3.4 Big Data Processing

Many modern systems generate or need to analyze massive datasets—"Big Data"—that are too large to be handled by a single machine or a traditional database. This requires specialized distributed processing frameworks. The two primary models for processing Big Data are Batch Processing and Stream Processing.

3.4.a Batch Processing

Batch processing is a method where a large volume of data is collected over time, grouped into a "batch," and then processed all at once in a single, large job.

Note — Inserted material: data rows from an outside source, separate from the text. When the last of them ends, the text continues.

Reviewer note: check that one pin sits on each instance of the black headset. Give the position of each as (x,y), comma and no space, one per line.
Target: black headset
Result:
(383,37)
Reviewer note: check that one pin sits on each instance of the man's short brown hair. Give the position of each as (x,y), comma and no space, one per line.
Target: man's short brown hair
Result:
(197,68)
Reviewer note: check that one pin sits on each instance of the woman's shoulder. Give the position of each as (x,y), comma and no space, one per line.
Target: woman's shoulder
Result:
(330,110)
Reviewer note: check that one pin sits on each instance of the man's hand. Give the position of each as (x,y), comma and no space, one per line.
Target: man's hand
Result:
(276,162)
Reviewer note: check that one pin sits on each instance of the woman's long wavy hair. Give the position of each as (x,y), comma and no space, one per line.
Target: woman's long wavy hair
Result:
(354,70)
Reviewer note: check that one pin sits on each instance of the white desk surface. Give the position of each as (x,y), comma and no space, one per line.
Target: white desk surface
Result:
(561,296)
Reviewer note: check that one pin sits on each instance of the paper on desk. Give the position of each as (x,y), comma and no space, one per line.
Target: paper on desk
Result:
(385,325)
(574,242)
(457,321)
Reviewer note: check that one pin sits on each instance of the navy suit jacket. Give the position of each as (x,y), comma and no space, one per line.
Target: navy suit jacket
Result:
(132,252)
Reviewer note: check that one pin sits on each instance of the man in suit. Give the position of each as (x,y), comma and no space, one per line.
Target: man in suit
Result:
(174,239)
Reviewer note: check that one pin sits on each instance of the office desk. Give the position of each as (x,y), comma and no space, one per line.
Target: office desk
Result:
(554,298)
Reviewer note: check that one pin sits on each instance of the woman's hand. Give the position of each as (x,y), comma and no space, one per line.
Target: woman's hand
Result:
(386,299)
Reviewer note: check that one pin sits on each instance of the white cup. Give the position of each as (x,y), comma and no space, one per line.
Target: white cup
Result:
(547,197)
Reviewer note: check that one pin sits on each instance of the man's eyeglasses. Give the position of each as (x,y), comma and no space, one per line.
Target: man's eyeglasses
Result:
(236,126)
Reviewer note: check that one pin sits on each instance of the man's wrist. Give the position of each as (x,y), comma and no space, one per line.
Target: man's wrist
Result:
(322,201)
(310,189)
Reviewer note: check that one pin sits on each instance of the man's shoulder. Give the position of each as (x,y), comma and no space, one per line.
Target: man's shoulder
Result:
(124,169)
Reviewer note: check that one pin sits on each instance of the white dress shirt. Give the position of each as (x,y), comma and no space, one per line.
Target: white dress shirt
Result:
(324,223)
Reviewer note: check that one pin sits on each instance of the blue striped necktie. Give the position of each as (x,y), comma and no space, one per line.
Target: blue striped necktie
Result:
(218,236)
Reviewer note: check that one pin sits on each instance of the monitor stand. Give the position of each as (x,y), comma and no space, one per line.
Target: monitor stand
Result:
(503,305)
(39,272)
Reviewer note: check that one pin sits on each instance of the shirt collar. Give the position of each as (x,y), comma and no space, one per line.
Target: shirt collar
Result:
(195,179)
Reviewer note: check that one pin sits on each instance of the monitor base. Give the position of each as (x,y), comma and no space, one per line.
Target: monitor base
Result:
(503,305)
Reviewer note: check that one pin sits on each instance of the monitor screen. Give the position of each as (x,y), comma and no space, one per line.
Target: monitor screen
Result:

Analogy: Doing all of your laundry for the week on Sunday. You collect a large batch of clothes and run a big job to wash them all.
Key Characteristics:
- High Throughput: It's optimized to process massive amounts of data efficiently.
- High Latency: There is a significant delay between when data is generated and when the results are available because the job runs on a schedule (e.g., hourly, daily). It is not real-time.
- Bounded Data: It operates on a finite, static dataset (e.g., "all the sales from yesterday").
Use Cases:
- Generating end-of-day financial reports.
- Large-scale ETL (Extract, Transform, Load) jobs to populate a data warehouse.
- Calculating complex analytics over a large historical dataset.
- Training machine learning models.
Common Technologies:
- Hadoop MapReduce: The original, foundational framework for distributed batch processing.
- Apache Spark: A more modern, faster, and more general-purpose framework that has largely superseded MapReduce for most batch tasks due to its in-memory processing capabilities.

3.4.b Stream Processing

Stream processing is a method where data is processed continuously, event-by-event, as it arrives. It operates on data that is in motion.

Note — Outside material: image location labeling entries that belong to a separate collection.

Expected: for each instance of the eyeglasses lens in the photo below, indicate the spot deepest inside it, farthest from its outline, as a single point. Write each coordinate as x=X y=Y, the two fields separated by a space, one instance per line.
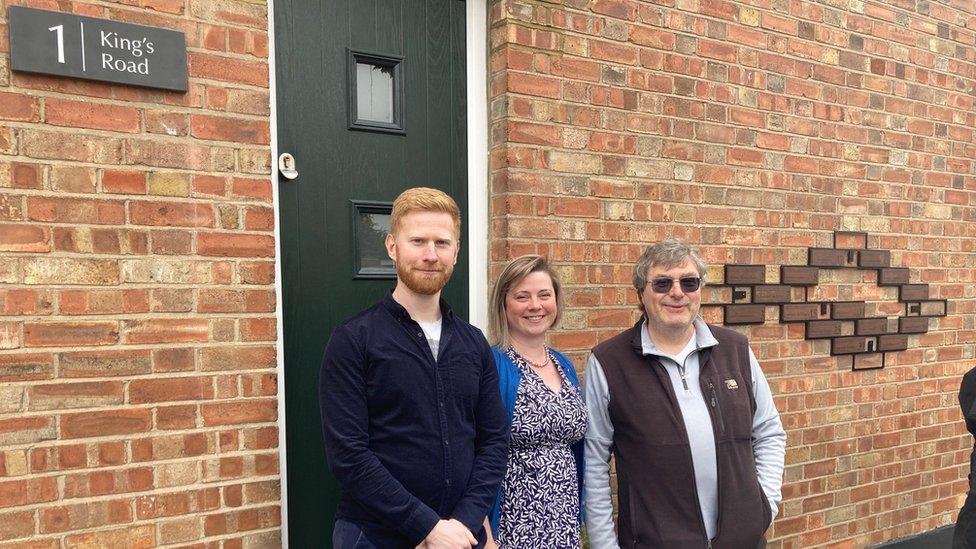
x=688 y=284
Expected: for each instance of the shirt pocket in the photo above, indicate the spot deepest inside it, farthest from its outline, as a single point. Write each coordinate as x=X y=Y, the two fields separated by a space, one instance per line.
x=736 y=409
x=465 y=375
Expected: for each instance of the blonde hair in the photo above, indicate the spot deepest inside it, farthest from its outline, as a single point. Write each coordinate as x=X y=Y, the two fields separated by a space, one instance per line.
x=424 y=199
x=512 y=274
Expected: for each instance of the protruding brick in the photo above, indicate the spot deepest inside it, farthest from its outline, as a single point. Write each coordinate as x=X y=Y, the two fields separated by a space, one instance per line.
x=105 y=423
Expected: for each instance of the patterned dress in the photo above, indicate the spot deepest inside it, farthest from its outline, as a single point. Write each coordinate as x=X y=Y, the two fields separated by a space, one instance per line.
x=540 y=497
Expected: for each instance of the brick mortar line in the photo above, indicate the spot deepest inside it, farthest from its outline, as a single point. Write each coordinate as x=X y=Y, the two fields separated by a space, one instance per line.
x=150 y=315
x=708 y=185
x=142 y=106
x=747 y=48
x=824 y=6
x=139 y=198
x=754 y=209
x=41 y=126
x=818 y=139
x=513 y=20
x=162 y=491
x=60 y=536
x=110 y=526
x=738 y=168
x=233 y=536
x=695 y=99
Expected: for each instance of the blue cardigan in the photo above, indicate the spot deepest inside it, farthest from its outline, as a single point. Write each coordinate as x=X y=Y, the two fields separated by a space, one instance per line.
x=509 y=377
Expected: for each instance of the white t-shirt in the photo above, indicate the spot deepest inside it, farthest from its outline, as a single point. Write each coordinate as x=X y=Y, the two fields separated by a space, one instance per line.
x=432 y=331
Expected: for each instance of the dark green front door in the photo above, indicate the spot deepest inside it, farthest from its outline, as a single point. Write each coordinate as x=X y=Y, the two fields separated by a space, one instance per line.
x=371 y=101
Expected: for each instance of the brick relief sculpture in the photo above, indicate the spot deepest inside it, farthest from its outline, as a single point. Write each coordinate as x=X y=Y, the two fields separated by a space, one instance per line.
x=846 y=324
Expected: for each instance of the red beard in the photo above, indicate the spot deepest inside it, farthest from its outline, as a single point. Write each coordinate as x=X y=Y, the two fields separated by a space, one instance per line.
x=424 y=283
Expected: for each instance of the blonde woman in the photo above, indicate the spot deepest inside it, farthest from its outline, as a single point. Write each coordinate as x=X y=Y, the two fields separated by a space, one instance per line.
x=539 y=503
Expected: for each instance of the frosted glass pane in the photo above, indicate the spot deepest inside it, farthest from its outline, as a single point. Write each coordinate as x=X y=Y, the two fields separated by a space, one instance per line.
x=374 y=93
x=371 y=234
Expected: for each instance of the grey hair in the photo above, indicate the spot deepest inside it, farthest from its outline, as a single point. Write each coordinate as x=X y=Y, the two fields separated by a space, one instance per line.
x=668 y=254
x=512 y=274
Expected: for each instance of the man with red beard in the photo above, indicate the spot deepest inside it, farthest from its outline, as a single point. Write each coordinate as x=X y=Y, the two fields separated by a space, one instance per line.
x=412 y=419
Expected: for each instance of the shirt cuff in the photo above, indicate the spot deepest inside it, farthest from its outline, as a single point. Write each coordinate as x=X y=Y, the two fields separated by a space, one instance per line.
x=422 y=520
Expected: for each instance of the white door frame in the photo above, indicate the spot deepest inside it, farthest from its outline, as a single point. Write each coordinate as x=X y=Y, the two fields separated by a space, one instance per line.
x=476 y=39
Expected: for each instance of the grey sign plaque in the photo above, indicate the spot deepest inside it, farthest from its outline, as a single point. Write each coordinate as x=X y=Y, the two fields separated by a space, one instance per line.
x=66 y=44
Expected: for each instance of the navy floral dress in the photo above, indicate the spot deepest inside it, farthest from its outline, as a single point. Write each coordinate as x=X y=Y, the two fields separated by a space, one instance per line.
x=540 y=494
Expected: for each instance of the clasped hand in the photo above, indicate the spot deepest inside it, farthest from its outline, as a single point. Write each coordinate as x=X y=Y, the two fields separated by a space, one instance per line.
x=449 y=534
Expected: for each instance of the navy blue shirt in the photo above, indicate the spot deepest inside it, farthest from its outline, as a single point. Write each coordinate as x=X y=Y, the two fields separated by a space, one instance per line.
x=411 y=439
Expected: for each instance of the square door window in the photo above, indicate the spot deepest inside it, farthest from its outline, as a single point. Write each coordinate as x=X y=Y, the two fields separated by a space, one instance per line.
x=371 y=224
x=375 y=92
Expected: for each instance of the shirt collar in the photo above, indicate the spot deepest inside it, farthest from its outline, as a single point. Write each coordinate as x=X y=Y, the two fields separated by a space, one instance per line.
x=703 y=338
x=398 y=311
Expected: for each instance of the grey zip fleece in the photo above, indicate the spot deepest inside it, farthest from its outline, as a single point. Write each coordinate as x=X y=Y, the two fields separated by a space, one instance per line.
x=768 y=436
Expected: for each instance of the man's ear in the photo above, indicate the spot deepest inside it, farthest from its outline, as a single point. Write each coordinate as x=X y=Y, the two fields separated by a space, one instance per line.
x=390 y=246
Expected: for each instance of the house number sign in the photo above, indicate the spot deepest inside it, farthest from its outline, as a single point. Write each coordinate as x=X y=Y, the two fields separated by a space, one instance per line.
x=65 y=44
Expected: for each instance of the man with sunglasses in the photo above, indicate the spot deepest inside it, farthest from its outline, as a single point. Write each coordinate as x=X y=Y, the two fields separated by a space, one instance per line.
x=689 y=418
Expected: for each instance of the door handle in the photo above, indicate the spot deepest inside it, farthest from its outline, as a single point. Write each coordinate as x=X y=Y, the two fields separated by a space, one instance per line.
x=286 y=166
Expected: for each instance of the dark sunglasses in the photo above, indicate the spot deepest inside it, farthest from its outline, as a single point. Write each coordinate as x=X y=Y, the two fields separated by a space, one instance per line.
x=687 y=284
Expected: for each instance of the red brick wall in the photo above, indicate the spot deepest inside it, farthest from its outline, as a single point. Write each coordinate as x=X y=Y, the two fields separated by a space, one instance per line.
x=756 y=129
x=137 y=330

Analogy: Washing each dish immediately after you finish eating. You process each item (data event) as it comes, in near real-time.
Key Characteristics:
- Low Latency: It's designed to provide results within milliseconds or seconds of the data arriving.
- Real-Time: It enables immediate reaction to events.
- Unbounded Data: It operates on a potentially infinite stream of data with no defined end (e.g., a continuous stream of sensor data or website clicks).
Use Cases:
- Real-time fraud detection in credit card transactions.
- Live monitoring of user activity on a website (clickstream analysis).
- Real-time analytics dashboards.
- Alerting on anomalies from system logs or IoT sensor data.
Common Technologies:
- Apache Flink: A powerful stream processing framework known for its performance and robust state management.
- Apache Spark Streaming / Structured Streaming: Spark's modules for a processing live data streams (often using a "micro-batch" approach).
- Kafka Streams: A client library for building real-time applications and microservices that process data directly from Kafka topics.

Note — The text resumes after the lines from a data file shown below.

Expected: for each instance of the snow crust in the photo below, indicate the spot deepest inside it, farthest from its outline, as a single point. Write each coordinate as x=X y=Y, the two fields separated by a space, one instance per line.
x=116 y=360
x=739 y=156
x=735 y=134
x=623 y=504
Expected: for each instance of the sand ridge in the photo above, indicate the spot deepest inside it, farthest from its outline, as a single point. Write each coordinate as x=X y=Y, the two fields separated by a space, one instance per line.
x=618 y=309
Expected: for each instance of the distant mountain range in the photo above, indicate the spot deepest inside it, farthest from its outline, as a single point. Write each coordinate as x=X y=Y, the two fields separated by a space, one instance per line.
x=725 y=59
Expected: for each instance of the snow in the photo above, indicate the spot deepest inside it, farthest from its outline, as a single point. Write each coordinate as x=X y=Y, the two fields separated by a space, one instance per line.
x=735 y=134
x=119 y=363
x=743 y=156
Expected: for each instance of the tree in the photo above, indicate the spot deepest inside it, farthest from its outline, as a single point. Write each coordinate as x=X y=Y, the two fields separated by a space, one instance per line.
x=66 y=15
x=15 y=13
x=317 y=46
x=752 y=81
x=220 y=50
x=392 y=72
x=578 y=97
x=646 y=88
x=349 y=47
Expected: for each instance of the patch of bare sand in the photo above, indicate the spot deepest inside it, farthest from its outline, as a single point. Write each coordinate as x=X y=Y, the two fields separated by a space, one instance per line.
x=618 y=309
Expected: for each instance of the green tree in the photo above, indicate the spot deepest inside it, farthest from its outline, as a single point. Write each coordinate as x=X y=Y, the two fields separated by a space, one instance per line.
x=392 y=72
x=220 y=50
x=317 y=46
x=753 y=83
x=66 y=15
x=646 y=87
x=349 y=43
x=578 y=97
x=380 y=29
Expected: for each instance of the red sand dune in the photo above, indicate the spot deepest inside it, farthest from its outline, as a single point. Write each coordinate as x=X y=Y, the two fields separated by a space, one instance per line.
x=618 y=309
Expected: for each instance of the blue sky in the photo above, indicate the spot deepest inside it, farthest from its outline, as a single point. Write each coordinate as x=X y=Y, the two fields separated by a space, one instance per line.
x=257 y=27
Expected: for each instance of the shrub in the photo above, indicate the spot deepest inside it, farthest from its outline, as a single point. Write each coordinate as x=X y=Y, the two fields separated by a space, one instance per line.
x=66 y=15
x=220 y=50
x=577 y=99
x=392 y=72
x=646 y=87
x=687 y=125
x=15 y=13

Comparison: Batch vs. Stream

Feature	Batch Processing	Stream Processing
Data Scope	Bounded, large, static datasets	Unbounded, continuous data streams
Latency	High (minutes to hours)	Low (milliseconds to seconds)
Throughput	Optimized for high bulk throughput	Optimized for low-latency event processing
Analysis	Complex, deep analysis	Simple analysis, aggregations, filtering

Summary for an Interview

Understand the fundamental difference: Batch processes large, finite datasets with high latency, while Stream processes unbounded data continuously with low latency.
Be able to choose the right model for a given task. For example, "To generate our weekly user engagement report, we'll run a nightly batch job using Apache Spark. To detect fraudulent transactions as they happen, we need a stream processing solution using Apache Flink."
Acknowledge that many complex systems use both models. For example, a streaming pipeline for real-time dashboards and a separate batch pipeline for more accurate, in-depth historical analysis (this is often called a "Lambda Architecture").